Industrial Dwellings Society
We found See Media’s support immensely helpful in raising our profile and articulating our messages to the wider world. We would thoroughly recommend them.Chief Executive of the Industrial Dwellings Society
The Industrial Dwellings Society was founded by Jewish philanthropists in 1885, in response to appalling housing conditions in London’s East End. When Suzanne Wolfe became chief executive of the 1,500-home housing association in March 2017, she renewed the organisation’s focus on providing affordable homes to London’s diverse communities within the framework of its Jewish heritage.
To help a small organisation to have a big voice. The Industrial Dwellings Society needed support to develop and communicate its messages to the housing and specialist Jewish audiences.
We started by working with the Industrial Dwellings team on stakeholder mapping and developing a series of key messages that would communicate the organisation’s objectives.

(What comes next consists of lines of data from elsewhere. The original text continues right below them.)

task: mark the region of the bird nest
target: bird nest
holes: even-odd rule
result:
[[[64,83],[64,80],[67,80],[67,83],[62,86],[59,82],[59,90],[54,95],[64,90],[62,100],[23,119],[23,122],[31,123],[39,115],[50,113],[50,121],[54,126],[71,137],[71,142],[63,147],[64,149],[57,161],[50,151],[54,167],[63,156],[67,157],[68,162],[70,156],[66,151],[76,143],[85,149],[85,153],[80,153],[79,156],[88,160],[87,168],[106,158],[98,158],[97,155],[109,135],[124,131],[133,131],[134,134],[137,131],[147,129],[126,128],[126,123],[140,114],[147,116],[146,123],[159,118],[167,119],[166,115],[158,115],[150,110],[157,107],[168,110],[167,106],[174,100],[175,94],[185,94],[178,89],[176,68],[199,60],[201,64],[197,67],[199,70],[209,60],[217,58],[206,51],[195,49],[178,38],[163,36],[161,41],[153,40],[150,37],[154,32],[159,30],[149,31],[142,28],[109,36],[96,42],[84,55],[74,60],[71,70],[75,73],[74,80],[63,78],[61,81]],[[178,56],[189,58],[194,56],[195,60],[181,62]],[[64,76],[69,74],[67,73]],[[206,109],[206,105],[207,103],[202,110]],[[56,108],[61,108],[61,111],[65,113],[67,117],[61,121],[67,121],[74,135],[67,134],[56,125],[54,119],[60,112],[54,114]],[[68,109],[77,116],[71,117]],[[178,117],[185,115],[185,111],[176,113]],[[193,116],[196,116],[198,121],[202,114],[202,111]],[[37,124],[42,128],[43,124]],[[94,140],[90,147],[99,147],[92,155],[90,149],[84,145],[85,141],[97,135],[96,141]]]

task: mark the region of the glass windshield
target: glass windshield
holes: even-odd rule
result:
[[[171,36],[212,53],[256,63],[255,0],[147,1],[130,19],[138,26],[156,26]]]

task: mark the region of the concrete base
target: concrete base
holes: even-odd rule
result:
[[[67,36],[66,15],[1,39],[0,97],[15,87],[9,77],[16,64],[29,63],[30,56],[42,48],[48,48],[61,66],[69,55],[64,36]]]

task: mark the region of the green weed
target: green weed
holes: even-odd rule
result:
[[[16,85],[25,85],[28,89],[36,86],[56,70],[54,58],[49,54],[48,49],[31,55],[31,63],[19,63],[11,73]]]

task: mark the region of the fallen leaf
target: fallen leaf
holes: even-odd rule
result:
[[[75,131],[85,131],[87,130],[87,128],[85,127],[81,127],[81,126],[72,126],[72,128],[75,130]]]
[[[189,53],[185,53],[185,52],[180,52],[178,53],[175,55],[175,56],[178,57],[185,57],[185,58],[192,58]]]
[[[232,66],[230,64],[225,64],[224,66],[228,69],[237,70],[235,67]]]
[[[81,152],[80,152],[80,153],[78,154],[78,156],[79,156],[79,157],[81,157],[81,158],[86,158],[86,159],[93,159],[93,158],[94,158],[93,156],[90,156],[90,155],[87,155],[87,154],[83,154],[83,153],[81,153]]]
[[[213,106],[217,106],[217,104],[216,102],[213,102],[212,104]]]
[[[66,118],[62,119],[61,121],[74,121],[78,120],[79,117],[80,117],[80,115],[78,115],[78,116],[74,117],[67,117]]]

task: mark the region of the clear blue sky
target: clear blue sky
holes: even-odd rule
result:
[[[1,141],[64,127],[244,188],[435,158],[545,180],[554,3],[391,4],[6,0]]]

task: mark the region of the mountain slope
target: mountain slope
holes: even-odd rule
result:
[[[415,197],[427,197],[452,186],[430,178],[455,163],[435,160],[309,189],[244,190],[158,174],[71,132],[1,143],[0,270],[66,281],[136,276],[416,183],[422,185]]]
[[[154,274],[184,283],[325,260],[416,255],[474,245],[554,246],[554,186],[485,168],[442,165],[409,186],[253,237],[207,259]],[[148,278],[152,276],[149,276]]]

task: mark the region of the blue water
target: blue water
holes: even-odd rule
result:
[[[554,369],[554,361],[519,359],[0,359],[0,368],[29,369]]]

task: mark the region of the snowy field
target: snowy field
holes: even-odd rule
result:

Next, we began delivering these messages, and securing media coverage. We focussed on Industrial Dwellings-commissioned research by the Institute of Jewish Policy Research, which revealed shocking levels of deprivation amongst Jewish communities in London. We also highlighted the organisation’s small, but ground-breaking projects, such as its work delivering homes for members of the ultra-Orthodox community in Canvey Island, Essex.
During 2018, we secured in-depth coverage of Industrial Dwelling’s work in Canvey Island, with Inside Housing publishing a four-page feature in its South East Special Issue. Inside Housing also published a comment piece by Suzanne – drafted by See Media – as well as an interview with Cath Gibson, a frontline member of the Industrial Dwelling Society’s team.
Suzanne had two comment pieces published in 24housing, and was shortlisted for Professional of the Year at the Women in Housing Awards.
Meanwhile, See Media built contacts with the Jewish Chronicle, which published the results of the JPR research, including Suzanne’s comments about levels of housing need in the capital.